Im Rahmen der Festveranstaltung ehrten Barbara Rinke und Klaus Wahlbuhl im Namen der Stadt Nordhausen 10 Personen und einen Verein:
Christa Sourell vom Südharzer Sportverein e.V.. Bürgermeister Klaus Wahlbuhl sagte: Sie ist uns allen bekannt als Übungsleiterin für die Frauengymnastik. Seit mehr als 20 Jahren besteht die Sportgruppe, in der Frau Sourell aktiv ist. Besonders beim Frauensport für die 'älteren Jahrgänge' hat sie sich durch ihr Engagement in der Weiterbildung und beim Training große Erfolge erarbeiten können. Ihr unermüdlicher Einsatz und viel Spaß prägen Ihre Arbeit.
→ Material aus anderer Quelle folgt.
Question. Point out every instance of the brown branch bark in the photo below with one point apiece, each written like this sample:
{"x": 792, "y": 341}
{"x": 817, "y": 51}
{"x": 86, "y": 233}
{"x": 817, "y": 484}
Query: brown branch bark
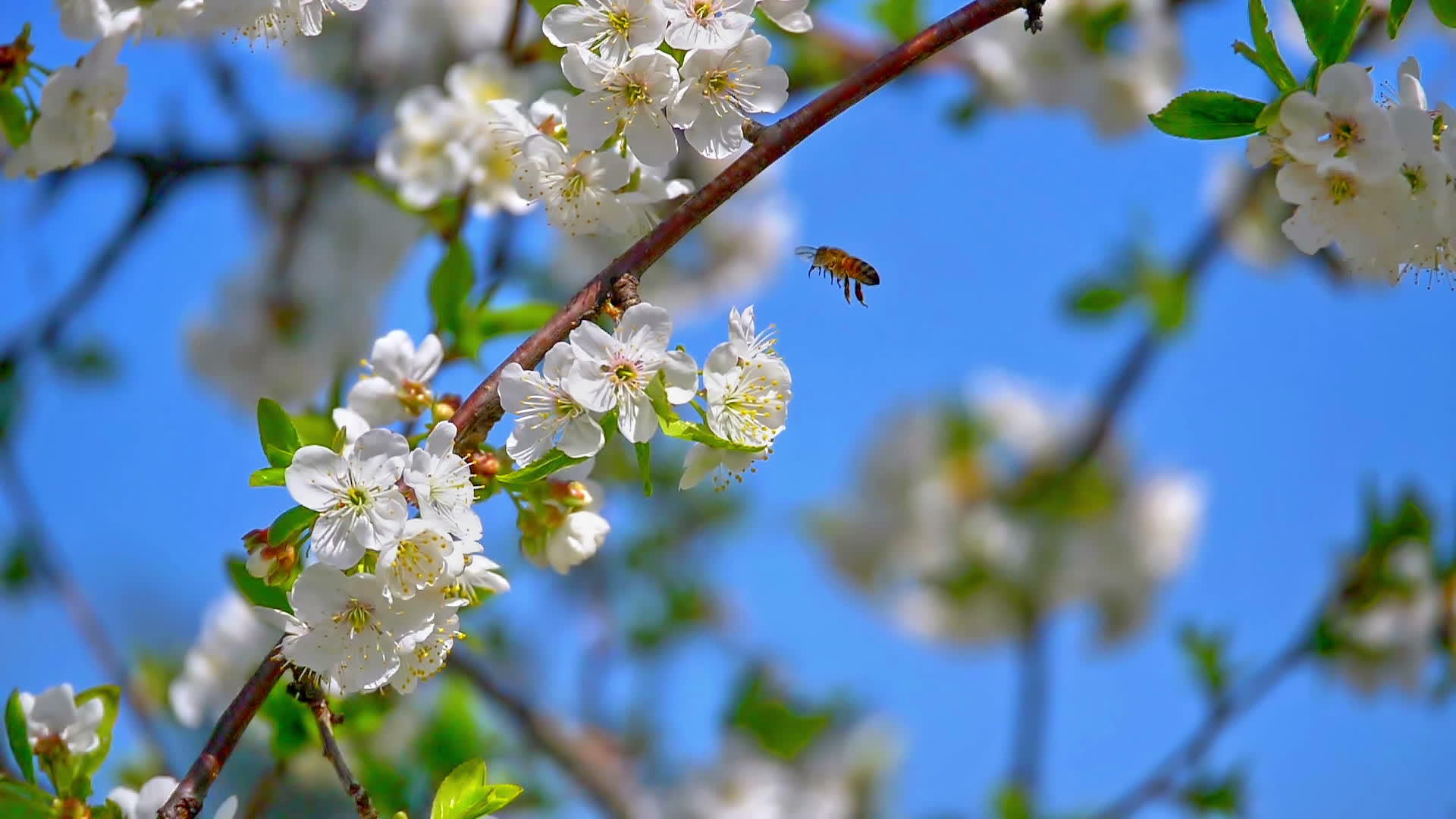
{"x": 482, "y": 407}
{"x": 331, "y": 751}
{"x": 187, "y": 800}
{"x": 610, "y": 790}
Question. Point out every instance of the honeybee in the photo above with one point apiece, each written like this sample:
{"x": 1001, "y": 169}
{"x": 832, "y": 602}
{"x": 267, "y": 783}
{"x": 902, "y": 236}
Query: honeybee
{"x": 837, "y": 264}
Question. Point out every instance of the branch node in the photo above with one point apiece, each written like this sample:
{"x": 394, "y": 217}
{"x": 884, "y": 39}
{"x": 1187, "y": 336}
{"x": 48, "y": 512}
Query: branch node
{"x": 1034, "y": 15}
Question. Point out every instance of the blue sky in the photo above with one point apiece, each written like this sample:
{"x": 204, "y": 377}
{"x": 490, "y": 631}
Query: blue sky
{"x": 1286, "y": 397}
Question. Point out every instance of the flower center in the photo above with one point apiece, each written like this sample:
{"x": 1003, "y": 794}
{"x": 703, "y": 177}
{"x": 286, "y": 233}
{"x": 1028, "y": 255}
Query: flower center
{"x": 357, "y": 499}
{"x": 620, "y": 20}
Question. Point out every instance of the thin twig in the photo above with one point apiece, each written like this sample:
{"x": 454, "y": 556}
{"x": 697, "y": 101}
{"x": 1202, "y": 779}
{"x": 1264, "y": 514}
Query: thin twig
{"x": 1031, "y": 713}
{"x": 331, "y": 751}
{"x": 42, "y": 556}
{"x": 1191, "y": 751}
{"x": 613, "y": 792}
{"x": 482, "y": 409}
{"x": 187, "y": 800}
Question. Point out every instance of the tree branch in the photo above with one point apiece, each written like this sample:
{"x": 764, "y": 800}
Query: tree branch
{"x": 482, "y": 407}
{"x": 612, "y": 792}
{"x": 331, "y": 749}
{"x": 187, "y": 800}
{"x": 1220, "y": 716}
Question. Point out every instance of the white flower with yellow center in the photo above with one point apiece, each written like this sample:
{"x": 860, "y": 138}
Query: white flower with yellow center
{"x": 720, "y": 88}
{"x": 612, "y": 28}
{"x": 612, "y": 372}
{"x": 359, "y": 504}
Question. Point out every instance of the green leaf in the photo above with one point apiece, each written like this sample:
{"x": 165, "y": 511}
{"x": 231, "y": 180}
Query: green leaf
{"x": 275, "y": 433}
{"x": 554, "y": 461}
{"x": 900, "y": 18}
{"x": 450, "y": 286}
{"x": 676, "y": 428}
{"x": 1206, "y": 651}
{"x": 1207, "y": 115}
{"x": 267, "y": 477}
{"x": 1445, "y": 11}
{"x": 19, "y": 739}
{"x": 1397, "y": 15}
{"x": 1097, "y": 299}
{"x": 1215, "y": 795}
{"x": 1331, "y": 27}
{"x": 1267, "y": 49}
{"x": 12, "y": 118}
{"x": 290, "y": 525}
{"x": 764, "y": 714}
{"x": 293, "y": 726}
{"x": 1168, "y": 299}
{"x": 254, "y": 589}
{"x": 465, "y": 793}
{"x": 88, "y": 764}
{"x": 645, "y": 465}
{"x": 25, "y": 800}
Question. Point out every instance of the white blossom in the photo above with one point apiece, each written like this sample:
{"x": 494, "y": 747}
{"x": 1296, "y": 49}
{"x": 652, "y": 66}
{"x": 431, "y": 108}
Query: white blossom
{"x": 707, "y": 24}
{"x": 357, "y": 499}
{"x": 77, "y": 105}
{"x": 398, "y": 388}
{"x": 612, "y": 28}
{"x": 223, "y": 657}
{"x": 347, "y": 630}
{"x": 579, "y": 190}
{"x": 720, "y": 88}
{"x": 153, "y": 795}
{"x": 612, "y": 372}
{"x": 629, "y": 96}
{"x": 546, "y": 414}
{"x": 55, "y": 719}
{"x": 441, "y": 484}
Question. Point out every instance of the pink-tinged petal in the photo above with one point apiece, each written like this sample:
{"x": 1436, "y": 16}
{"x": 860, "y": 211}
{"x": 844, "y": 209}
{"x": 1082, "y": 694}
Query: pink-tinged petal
{"x": 637, "y": 419}
{"x": 593, "y": 344}
{"x": 313, "y": 479}
{"x": 645, "y": 328}
{"x": 376, "y": 400}
{"x": 680, "y": 376}
{"x": 570, "y": 24}
{"x": 582, "y": 438}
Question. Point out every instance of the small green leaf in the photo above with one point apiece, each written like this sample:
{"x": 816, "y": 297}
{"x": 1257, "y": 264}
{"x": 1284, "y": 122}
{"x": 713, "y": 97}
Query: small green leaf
{"x": 1267, "y": 49}
{"x": 1397, "y": 17}
{"x": 1097, "y": 299}
{"x": 12, "y": 118}
{"x": 645, "y": 465}
{"x": 88, "y": 764}
{"x": 900, "y": 18}
{"x": 275, "y": 431}
{"x": 254, "y": 589}
{"x": 450, "y": 286}
{"x": 465, "y": 793}
{"x": 1445, "y": 12}
{"x": 25, "y": 800}
{"x": 1331, "y": 27}
{"x": 290, "y": 525}
{"x": 19, "y": 739}
{"x": 267, "y": 477}
{"x": 1207, "y": 115}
Rita Eichwald von der Nordhäuser Tafel: Bürgermeister Klaus Wahlbuhl sagte: Frau Eichwald hatte erfahren, dass es in Nordhausen eine Tafel für Bedürftige geben soll und hat sich spontan zur Mitarbeit entschlossen. Fast täglich ist sie bei der `Tafel` anzutreffen, sie ist immer erreichbar und jederzeit offen für die Beantwortung von Fragen und für persönliche Hilfestellungen.
Helga Winterstein vom Freundeskreis NordhausenOstròw Wielkopolski. Wahlbuhl: Sie sind unsere Botschafterin in Ostrow! Ihr Name ist eng verbunden mit dieser Städtepartnerschaft. Sie helfen, wo sie können, ob nun Sponsoren gefunden werden oder Gäste untergebracht und betreut werden müssen.
Carla Buhl ist vielseitig ehrenamtlich aktiv, sagte Wahlbuhl. Sie leitet das Kabarett `Die Domweiber`, führt Besucher durch den Dom. Einen Grossteil ihrer Freizeit widmet sie darüber hinaus dem Lesekreis im Begegnungszentrum unserer Stadt und hat damit den Seniorinnen und Senioren viele Bücher näher bringen können. Die Einrichtung eines Literaturcafès im Begegnungszentrum geht auf ihre Initiative zurück, sagte der Bürgermeister.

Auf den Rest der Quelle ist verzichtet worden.